3D printers have been growing in both popularity and scope. Just a short while ago I wrote about 3D printers being used to reproduce human bones with a 3D-printed jaw bone replacement. In typical technological-growth patterns the technology is improving in folds, rapidly – something predicted long ago by Moore’s Law.

What nobody predicted in the near future though was that the home-building industry would get a MAJOR upgrade, to Home Printing. Yup, home printing. Thanks to the fast growth of 3D printing in additive manufacturing technology it is most-recently being applied to home manufacturing. Thanks to the inventive genius of Enrico Dini, founder of Moonlite UK and inventor of robotic building system D-Shape, we have entered a new era, where printing just got a LOT bigger.

The D-Shape system has the potential to create a two-story building, including columns, stairs, domes, piping holes and more – using just run-of-the-mill sand combined with an inorganic binder. The composite material is said to be interchangeable (and indistinguishable) from materials like marble, due to its similar physical characteristics. The marble-like compound is far superior to most building materials currently in use, like masonry and reinforced concrete.

The D-Shape works like a typical 3D printer, although on a notably larger scale, by squirting out material into a path programmed into accompanying software from a CAD drawing. By squeezing out an adhesive liquid amalgamation onto a bed of sand, then combining a catalyst binds the products and the mix begins to solidify into a rock-hard structure.
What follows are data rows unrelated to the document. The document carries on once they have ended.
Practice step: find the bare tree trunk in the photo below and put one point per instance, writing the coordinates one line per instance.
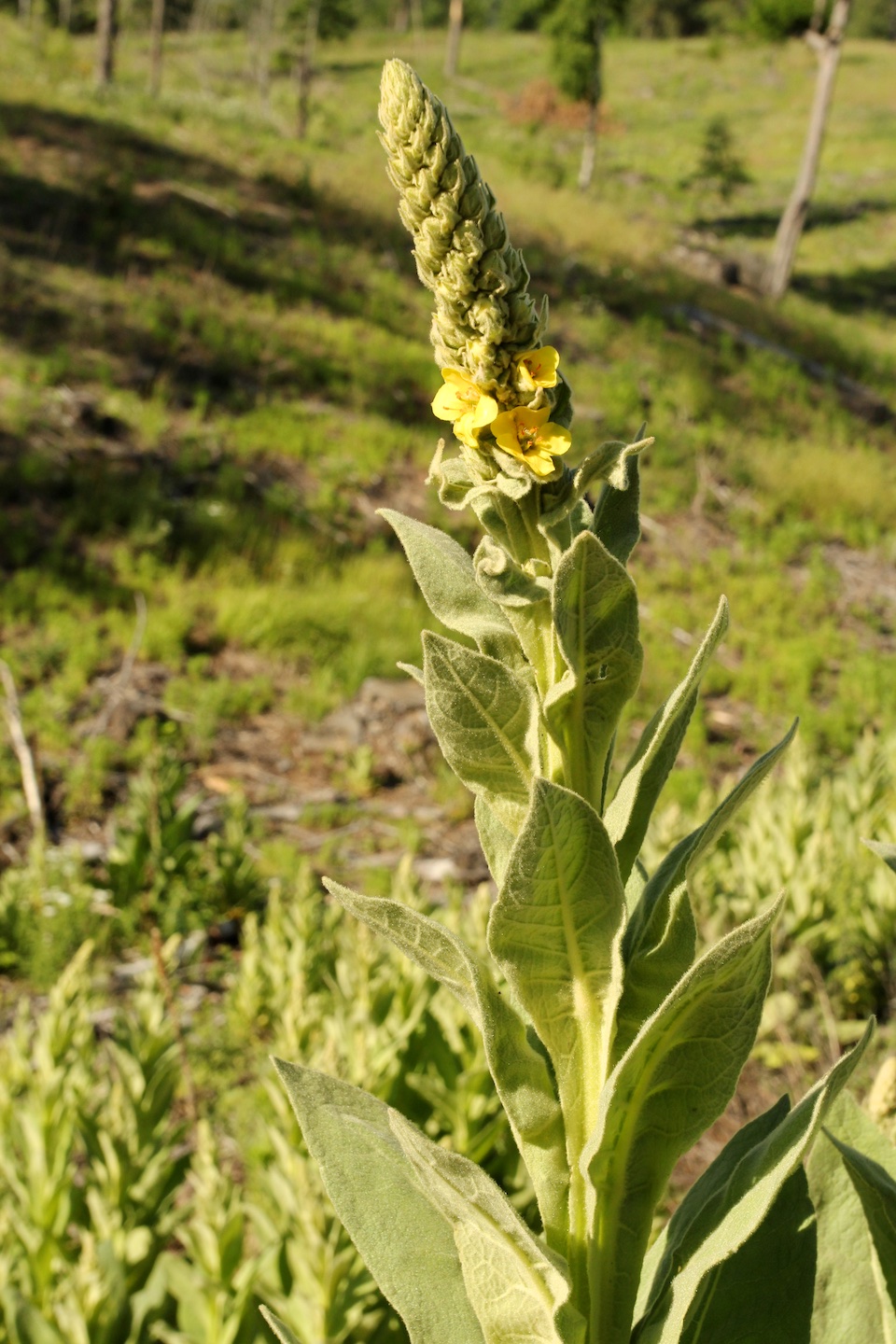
(305, 69)
(453, 50)
(590, 141)
(794, 217)
(589, 148)
(106, 34)
(263, 31)
(156, 30)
Working from the bottom up a single structure could be printed (built) in a single session and would take just 24 hours to ‘dry’ (solidifying itself into place). This point-and-build process can be done by a single layperson with a pre-designed CAD file.
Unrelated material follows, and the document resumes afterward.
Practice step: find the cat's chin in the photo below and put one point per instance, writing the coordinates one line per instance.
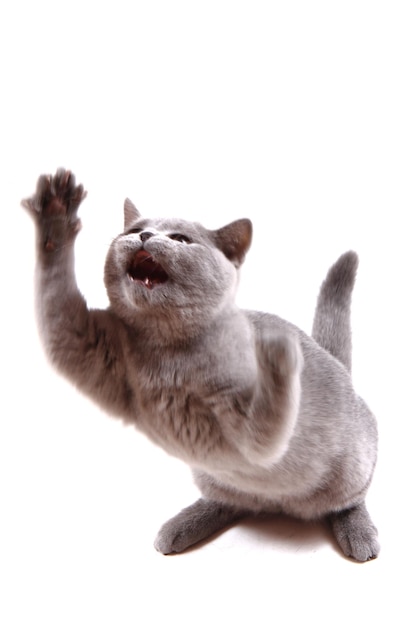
(143, 269)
The output of a single D-Shape unit could produce up to 2,500 square meters annually, which is equivalent to 12 two-story buildings. The process could potentially replace the labor-intensive traditional building process as it can be done in just 25% of the time, with little to no manpower.

Like all cool-sounding technologies the house-building power of the D-Shape is still rather theoretical as Dini hasn’t yet been able to print an entire, functional house as of yet. It is expected that the printing of houses is still 5 to 10 years out.